Hetq informs that “Since 2002, entry into Armenia has been prohibited for French-Armenian ontologist and genealogist Alexandre Arord[i] Varbedian.”

In August 2003, the Department for Pardons, Citizenship, Awards and Titles, within the President’s staff, refused Varbedian’s application for a ten-year paid residence permit in Armenia. Since then, Varbedian’s three electronic tourist visa applications have been refused and, on two occasions, invitation letters from his son, Artur Varbedian, have been rejected without a reason cited.

Varbedian, a natural born citizen of France raised in Armenia, has been reportedly refused extension for his Armenian visa due to allegedly belonging to a sect, writes Hetq.

Having read most of Varbedian’s writings and attended one lecture by him in Yerevan before 2003, I know he considers himself Aryan, hence his made up middle name – Arordi (Son of Ar/Sun). 

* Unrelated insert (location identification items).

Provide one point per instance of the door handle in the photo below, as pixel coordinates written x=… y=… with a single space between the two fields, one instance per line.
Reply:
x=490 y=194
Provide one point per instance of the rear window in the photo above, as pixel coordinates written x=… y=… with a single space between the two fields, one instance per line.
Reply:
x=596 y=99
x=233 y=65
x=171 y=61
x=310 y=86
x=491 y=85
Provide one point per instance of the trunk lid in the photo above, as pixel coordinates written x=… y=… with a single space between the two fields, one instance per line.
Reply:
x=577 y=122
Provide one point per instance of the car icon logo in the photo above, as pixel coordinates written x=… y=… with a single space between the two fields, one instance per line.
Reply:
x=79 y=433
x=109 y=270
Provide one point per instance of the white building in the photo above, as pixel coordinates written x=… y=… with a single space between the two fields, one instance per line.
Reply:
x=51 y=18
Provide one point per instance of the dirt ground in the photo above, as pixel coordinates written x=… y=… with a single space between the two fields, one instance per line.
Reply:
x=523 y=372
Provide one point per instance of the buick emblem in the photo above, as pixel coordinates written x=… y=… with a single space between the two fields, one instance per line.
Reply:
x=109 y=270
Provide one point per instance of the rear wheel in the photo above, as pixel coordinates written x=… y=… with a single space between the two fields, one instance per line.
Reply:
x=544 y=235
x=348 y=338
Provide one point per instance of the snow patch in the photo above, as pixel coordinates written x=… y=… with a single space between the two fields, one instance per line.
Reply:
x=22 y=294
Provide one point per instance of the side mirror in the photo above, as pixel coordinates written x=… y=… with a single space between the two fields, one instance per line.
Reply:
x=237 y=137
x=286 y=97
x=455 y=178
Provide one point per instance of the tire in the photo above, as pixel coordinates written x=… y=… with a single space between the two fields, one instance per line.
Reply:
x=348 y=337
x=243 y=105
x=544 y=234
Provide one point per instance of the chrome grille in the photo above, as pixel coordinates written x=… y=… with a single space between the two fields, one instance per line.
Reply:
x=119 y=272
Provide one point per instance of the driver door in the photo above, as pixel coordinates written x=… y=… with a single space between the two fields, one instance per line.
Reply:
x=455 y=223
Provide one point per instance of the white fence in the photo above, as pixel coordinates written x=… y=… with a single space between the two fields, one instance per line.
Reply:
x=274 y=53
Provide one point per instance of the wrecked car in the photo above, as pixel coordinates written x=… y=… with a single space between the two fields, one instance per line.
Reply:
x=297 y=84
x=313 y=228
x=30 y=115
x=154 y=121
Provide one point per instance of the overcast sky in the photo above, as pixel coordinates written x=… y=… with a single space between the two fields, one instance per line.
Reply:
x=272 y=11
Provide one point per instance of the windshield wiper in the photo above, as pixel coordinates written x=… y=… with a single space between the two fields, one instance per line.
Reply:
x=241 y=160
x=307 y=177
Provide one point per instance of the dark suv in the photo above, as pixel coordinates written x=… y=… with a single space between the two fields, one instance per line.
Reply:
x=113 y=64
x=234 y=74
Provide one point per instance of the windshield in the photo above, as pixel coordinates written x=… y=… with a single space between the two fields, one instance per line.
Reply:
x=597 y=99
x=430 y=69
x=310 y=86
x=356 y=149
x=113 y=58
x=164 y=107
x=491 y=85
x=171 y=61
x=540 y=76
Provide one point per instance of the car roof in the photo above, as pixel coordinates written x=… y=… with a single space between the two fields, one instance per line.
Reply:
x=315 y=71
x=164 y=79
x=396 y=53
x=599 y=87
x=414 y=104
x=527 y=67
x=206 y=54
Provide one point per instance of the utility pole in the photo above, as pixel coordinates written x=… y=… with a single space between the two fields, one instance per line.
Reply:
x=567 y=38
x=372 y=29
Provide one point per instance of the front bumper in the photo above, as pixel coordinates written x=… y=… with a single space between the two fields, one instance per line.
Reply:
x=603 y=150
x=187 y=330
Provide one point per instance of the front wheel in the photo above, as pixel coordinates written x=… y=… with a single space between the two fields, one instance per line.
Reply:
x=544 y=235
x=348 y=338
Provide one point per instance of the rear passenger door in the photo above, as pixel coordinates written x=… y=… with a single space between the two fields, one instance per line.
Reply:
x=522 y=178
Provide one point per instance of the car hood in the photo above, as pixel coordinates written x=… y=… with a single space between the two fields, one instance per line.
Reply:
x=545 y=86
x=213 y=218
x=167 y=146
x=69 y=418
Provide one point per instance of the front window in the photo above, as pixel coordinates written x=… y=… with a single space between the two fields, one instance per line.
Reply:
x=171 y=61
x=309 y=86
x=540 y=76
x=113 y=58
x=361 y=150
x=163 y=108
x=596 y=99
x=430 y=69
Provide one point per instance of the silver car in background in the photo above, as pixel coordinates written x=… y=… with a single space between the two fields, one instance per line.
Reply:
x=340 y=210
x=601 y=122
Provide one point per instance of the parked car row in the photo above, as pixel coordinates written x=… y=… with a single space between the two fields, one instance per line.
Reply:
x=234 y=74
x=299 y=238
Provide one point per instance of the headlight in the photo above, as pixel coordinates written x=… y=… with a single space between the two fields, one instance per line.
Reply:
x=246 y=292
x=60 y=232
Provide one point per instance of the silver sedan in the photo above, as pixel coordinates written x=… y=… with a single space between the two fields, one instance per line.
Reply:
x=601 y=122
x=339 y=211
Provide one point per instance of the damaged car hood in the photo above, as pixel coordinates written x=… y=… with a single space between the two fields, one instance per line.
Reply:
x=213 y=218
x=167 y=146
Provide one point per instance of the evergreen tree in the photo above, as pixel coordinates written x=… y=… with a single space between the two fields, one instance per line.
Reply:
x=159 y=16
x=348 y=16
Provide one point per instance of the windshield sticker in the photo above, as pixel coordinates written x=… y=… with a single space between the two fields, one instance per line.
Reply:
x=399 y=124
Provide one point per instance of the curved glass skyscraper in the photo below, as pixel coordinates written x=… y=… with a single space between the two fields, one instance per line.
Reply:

I guess the good news is that Varbedian is surprisingly not anti-Semite (as far as I can recall).  Just the opposite, he considers Jewish culture Armenian-Aryan and apparently has no hate for them.  But the off-shoot he has supported, such as the tiny Armenian-Aryan organization, is largely anti-Semitic to an extent that, as we revealed last year, one of their leaders particpitaed in Iranian president Ahmadenijad’s infamous Holocaust denial conference.  Varbedian’s tone is still moderate and not too rhetorical. 

But I question Varbedian’s scholarship, and especially his mystic writing style (such as “…” after almost every paragraph) can get annoying.  I also don’t support the school he has created in Armenia that basically is along the eurocentric hierarchial view that western (Aryan for Varbedian) means progress and that the source of every good is in the Aryan culture.

I don’t think it is right for Armenia to blacklist Varbedian because of his beliefs.  These blacklists actually give more credit to his work by creating the mystic environment of exile that the Aryan genealogist is facing.